The rise of democratized content hasn’t just changed expectations about the types of content brands produce – it has amplified consumers’ voices.
Consumers have dwindling patience for impersonal and transactional relationships with brands. They want to be treated as stakeholders and partners, which means they want brands to listen to their concerns and reflect their values.
This is where community comes into play. But when it comes to building a community alongside the advertising industry – which has always struggled with cultivating trust among consumers – it can be a little more complicated. A study commissioned by the American Association of Advertising Agencies (4As) found that 96% of consumers do not trust in or believe that the ad industry acts with integrity. So how do we as marketers facilitate authentic conversation, show we are actually listening and keep our members engaged? Creating a community for your users or customers, for one, is a great way to change the status quo and shake this perception that big brands aren’t “human.” You can also do this by licensing relevant, user-generated content in your marketing and advertising campaigns (something Catch&Release can help with), but we’ll save that for another post.
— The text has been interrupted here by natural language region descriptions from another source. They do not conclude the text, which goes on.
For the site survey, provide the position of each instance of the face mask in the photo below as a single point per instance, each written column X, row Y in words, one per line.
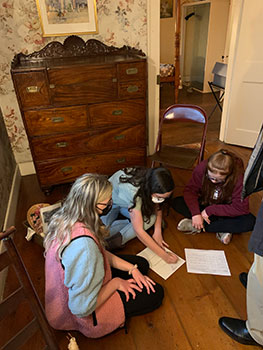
column 106, row 210
column 157, row 200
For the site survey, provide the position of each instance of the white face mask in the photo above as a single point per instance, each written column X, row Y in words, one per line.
column 157, row 200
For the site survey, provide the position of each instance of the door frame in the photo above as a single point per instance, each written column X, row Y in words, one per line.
column 235, row 17
column 153, row 56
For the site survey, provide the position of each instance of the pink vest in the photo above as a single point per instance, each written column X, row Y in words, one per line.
column 108, row 317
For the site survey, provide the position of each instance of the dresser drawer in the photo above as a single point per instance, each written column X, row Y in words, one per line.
column 56, row 120
column 32, row 89
column 68, row 145
column 67, row 170
column 134, row 89
column 117, row 113
column 78, row 85
column 132, row 71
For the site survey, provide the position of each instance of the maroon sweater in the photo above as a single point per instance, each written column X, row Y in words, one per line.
column 192, row 193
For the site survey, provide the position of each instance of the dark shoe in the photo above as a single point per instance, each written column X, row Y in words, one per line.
column 237, row 330
column 243, row 278
column 114, row 242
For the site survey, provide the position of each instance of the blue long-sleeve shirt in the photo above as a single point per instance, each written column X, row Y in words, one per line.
column 84, row 274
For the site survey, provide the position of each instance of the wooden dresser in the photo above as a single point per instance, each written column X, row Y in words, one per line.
column 84, row 108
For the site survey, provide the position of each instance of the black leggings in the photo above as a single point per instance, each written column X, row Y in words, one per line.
column 143, row 303
column 237, row 224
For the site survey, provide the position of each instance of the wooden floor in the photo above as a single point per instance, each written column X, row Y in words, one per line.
column 188, row 318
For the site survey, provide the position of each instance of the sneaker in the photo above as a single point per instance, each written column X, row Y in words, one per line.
column 114, row 242
column 224, row 237
column 185, row 225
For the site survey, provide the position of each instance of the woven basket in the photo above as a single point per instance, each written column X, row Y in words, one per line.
column 33, row 217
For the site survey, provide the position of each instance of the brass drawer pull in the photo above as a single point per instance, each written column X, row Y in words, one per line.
column 117, row 112
column 119, row 137
column 61, row 144
column 131, row 71
column 132, row 88
column 121, row 160
column 66, row 169
column 57, row 119
column 32, row 89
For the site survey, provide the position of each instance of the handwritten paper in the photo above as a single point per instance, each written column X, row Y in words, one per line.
column 211, row 262
column 158, row 265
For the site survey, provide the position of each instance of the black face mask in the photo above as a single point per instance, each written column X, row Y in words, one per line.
column 106, row 210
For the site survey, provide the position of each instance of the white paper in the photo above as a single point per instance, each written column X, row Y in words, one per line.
column 30, row 234
column 158, row 265
column 211, row 262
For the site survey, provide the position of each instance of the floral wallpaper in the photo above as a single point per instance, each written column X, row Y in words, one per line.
column 7, row 169
column 120, row 22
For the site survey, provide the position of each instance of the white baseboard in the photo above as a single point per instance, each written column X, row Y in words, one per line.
column 10, row 219
column 27, row 168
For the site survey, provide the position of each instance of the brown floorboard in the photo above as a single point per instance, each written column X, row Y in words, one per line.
column 188, row 318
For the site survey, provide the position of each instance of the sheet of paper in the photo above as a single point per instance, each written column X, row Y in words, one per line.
column 158, row 265
column 211, row 262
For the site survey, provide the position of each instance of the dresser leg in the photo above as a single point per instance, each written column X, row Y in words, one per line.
column 47, row 190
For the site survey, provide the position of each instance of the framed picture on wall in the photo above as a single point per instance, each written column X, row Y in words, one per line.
column 67, row 17
column 166, row 10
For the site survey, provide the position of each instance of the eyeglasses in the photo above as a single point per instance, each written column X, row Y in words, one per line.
column 215, row 179
column 106, row 204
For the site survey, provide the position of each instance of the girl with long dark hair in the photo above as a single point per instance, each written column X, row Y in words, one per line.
column 212, row 199
column 140, row 194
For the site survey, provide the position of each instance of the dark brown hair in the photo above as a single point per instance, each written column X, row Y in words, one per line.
column 148, row 181
column 226, row 163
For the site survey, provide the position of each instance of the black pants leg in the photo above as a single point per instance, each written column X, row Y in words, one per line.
column 143, row 302
column 237, row 224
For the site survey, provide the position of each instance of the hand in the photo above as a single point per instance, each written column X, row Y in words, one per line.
column 128, row 286
column 158, row 237
column 170, row 258
column 197, row 221
column 205, row 216
column 142, row 280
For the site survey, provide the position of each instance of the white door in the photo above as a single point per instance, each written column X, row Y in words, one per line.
column 243, row 106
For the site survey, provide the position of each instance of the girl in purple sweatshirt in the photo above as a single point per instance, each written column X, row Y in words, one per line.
column 212, row 198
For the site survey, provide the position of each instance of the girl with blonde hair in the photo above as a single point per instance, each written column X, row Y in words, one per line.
column 88, row 288
column 212, row 199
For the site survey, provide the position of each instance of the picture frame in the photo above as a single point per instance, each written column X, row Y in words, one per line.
column 67, row 17
column 46, row 213
column 166, row 8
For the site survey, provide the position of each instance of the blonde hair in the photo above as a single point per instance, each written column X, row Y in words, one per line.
column 225, row 163
column 79, row 206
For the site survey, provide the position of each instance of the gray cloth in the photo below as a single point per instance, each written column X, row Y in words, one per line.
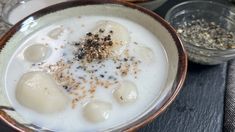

Today we want to focus on an event we recently attended that was put on by CMX, a network for community professionals that provides community teams with everything they need to build thriving communities. It brought together Mindy Day, Senior Community Manager at Patreon; Emily Lakin, Director of Community at Yerba Buena Center for the Arts; and David Spinks, Co-Founder of CMX, for an open discussion on building intrinsically motivated communities.
Below are some key takeaways from the event.
#1: Build a personal (human!) relationship with community members
This may seem like a given, but it can often be overlooked when the goal of starting a community is usually to get as many people to join as quickly as possible. Providing a format for direct, 1:1 conversations helps build a personal relationship between you and your members. This highly personal format is what can encourage continued, active membership, as opposed to joining and then forgetting about it. It also gives your brand a chance to establish its values and mission for both the company and the community.
At Catch&Release, our mission is to create a fair and equitable marketplace for Content Contributors (those we license content from) – specifically those that aren’t necessarily creating content with the intention of selling it – as well as the brands and agencies that want to license the content to tell more authentic, visual brand stories. We essentially have two communities: Content Contributors and content buyers (brands and agencies). It’s up to us to always be communicating our mission and value, openly and equally to both sides.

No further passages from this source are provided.